Note: We know COVID-19 is continuing to impact your travel plans. As of April 2021, official guidance from the Centers for Disease Control & Prevention states that fully vaccinated people can travel at low risk, though safety precautions are still required. Should you need to travel, be sure to familiarize yourself with the CDC’s latest guidance as well as local requirements/protocols/restrictions for both your destination and home city upon your return. Be safe out there.
After more than a year with little-to-no travel, we can practically hear our suitcases calling out our names, begging us to dust them off and take them on a trip ride. (Soon, sweet suitcases! Soon.) Luckily, with vaccinations going like hotcakes and Covid-19’s grip on the US beginning to wane, we’re starting to see more and more countries open their doors to tourists-so long as they’ve gotten their shots.
You can also head to places like Mexico and the Caribbean so long as you test negative for Covid right before the trip, or quarantine on arrival. But considering we’re all soooooo close to being fully vaxxed, the CDC recommends waiting until you’ve gotten all your necessary shots to book a flight.
For those of you who have received both doses and are looking to travel: Welcome back! Here’s every country open to vaccinated travelers-plus what’s actually open, and why they’re each worth a visit.
Keep in mind that the situation is changing all the time; we’ll keep this updated on the regular, but it’s a good idea to thoroughly research travel restrictions and closures before you hit the road.
As of April 22, 2021, all incoming travel to Anguilla is on hold due to a small coronavirus cluster, but here’s what will apply once travel is back.
Who can go? Anguilla’s protocols are hefty-but hey, better safe than sorry. Along with providing proof of vaccination, all travelers must: (a) apply for entry, (b) provide a negative test result before arrival, (c) test again after landing, and (d) quarantine upon arrival. More info here.
What’s open? The island has designated property “bubbles” that visitors can traverse freely. For example, the Meads Bay Bubble gives you access to nine properties, several restaurants, and the span of beach between Frangipani Beach Resort and Carimar Beach Club. Full list of openings here.
Who can go? Fully-vaxxed travelers must also test negative for Covid within three days of travel, test again upon arrival, and quarantine until you receive your test result. More info here.

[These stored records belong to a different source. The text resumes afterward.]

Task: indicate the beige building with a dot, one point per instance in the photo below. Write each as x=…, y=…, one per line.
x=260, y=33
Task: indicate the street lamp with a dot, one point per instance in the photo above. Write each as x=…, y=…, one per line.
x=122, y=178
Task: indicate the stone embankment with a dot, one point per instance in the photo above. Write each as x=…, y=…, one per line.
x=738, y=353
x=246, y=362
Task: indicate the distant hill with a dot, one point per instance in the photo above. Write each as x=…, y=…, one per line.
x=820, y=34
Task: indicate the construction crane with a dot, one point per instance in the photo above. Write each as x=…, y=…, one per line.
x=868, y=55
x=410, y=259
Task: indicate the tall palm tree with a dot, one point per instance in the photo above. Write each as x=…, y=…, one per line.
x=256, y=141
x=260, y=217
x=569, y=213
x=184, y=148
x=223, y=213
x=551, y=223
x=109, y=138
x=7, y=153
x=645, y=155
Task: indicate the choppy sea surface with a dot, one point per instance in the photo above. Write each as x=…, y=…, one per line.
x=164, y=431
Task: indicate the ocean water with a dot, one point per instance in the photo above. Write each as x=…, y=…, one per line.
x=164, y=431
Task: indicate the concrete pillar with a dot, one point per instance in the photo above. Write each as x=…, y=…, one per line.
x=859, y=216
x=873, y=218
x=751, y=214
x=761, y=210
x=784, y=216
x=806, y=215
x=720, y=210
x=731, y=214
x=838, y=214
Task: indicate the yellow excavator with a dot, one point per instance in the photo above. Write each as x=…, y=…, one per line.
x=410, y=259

What’s open? Restaurants are open for in-person dining, bars and boats can operate at 50% capacity, and beaches and parks are all open with a 7pm curfew. Go forth and sunbathe.
Why should I go? Everyone should visit Barbados at least once to give thanks to the island for blessing us with Rihanna. Go spelunking in Harrison’s Cave to spot stalagmites and underground waterfalls; stroll by boats and vendors in Bridgetown; and devour mahi-mahi (specifically at Oistins), macaroni pie, conch, black cake, and rum to your heart’s content.
Who can go? All travelers are welcome to visit Belize so long as they test negative for Covid within 96 hours of travel. Vaccinated travelers must provide proof indicating a final dose received at least two weeks prior to travel. More info here.
What’s open? Although they can move freely around the island, visitors are encouraged to stick to the Tourism Safe Corridor, where you’ll find Gold Standard hotels, tour operators, and transportation companies. There’s also a 10pm curfew islandwide.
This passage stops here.